Here's an overview of how I've done it based on the tdd series by Adam Wathan.

  1. Create an interface and call it PaymentGateway. Add a method to the interface called chargeOrder() that takes an order and a customer parameter. You'll also want to add other methods for getting total charges for a customer etc.
  2. Create a StripePaymentGateway and have it implement the PaymentGateway interface and all of its methods. This class is where you can import Stripe classes and actually talk to stripe. It should do some work and return whatever it returns like your current chargeOrder does.
  3. create a FakePaymentGateway and also have it implement the PaymentGateway interface. In this class you can just fake the chargeOrder method and have it return the same thing as the real implementation does when a successful transaction takes place but it won't actually talk to stripe. This class will just do something simple like store charges in an array so that you can retrieve them and ensure that they were charged properly in your test assertions.
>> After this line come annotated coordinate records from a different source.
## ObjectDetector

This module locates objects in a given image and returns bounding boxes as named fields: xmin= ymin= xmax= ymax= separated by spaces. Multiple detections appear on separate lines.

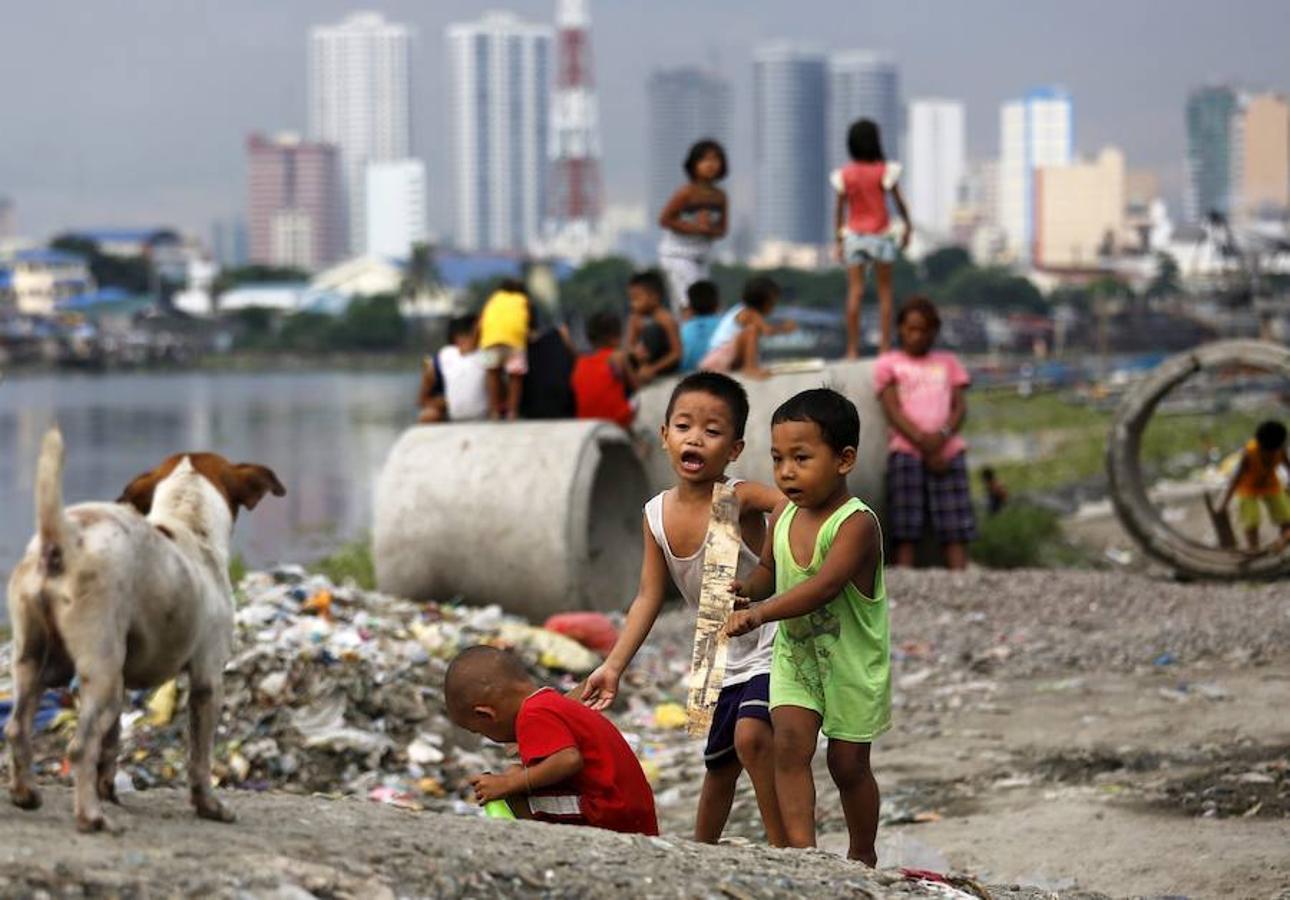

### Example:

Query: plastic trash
xmin=148 ymin=678 xmax=179 ymax=727
xmin=484 ymin=799 xmax=515 ymax=819
xmin=654 ymin=703 xmax=689 ymax=729
xmin=542 ymin=612 xmax=618 ymax=656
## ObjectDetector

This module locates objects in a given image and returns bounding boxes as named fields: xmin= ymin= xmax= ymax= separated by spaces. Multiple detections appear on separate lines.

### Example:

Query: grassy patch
xmin=969 ymin=500 xmax=1085 ymax=569
xmin=964 ymin=392 xmax=1259 ymax=494
xmin=310 ymin=538 xmax=377 ymax=591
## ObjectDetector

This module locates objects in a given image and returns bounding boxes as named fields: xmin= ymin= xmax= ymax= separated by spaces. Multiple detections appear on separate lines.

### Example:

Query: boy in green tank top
xmin=726 ymin=388 xmax=891 ymax=865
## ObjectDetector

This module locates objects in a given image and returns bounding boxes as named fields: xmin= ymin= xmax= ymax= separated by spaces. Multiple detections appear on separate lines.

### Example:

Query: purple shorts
xmin=888 ymin=453 xmax=977 ymax=544
xmin=703 ymin=672 xmax=770 ymax=768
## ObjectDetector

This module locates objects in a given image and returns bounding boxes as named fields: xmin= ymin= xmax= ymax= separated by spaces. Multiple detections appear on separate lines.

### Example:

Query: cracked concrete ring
xmin=1107 ymin=340 xmax=1290 ymax=580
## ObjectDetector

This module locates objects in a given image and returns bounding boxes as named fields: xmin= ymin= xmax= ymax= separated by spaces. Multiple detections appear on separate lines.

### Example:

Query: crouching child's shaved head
xmin=444 ymin=645 xmax=538 ymax=743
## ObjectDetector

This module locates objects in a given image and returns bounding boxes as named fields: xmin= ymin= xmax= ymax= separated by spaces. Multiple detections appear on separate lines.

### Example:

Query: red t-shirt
xmin=570 ymin=347 xmax=636 ymax=428
xmin=515 ymin=687 xmax=658 ymax=834
xmin=833 ymin=162 xmax=890 ymax=235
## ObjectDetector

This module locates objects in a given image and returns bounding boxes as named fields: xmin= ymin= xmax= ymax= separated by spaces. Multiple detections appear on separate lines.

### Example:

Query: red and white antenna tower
xmin=547 ymin=0 xmax=604 ymax=259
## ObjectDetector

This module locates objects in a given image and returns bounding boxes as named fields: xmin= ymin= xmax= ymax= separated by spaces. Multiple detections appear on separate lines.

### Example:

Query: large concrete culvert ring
xmin=373 ymin=420 xmax=648 ymax=621
xmin=1107 ymin=340 xmax=1290 ymax=580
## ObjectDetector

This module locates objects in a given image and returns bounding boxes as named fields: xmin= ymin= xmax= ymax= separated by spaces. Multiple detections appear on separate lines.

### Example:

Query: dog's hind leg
xmin=188 ymin=667 xmax=236 ymax=821
xmin=4 ymin=629 xmax=41 ymax=810
xmin=98 ymin=716 xmax=121 ymax=806
xmin=67 ymin=656 xmax=124 ymax=832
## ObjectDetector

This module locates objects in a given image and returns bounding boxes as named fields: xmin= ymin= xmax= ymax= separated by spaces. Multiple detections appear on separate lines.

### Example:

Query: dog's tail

If you go this route you will want to write contract tests in a trait to ensure that your fake and real implementation behave the same way and do not diverge. But that is more advanced and might be hard to cover in a forum post.

7 likes
shadrix's avatar
Level 12

@Drfraker thank you! Helped me a lot. Btw you should have named yourself "DrFaker" :P You know how to mock ;)

2 likes
shawnyv's avatar

+1 to @drfraker's comment! I've been going through the Wathan course again recently, and the "create your own Fake Gateways" strategy has become a core part of my toolbox for dealing with 3rd party services.

That with the "Contract Tests" has been a lifesaver, and has helped me in working with everything from Google product APIs to proprietary 3rd party services for private clients.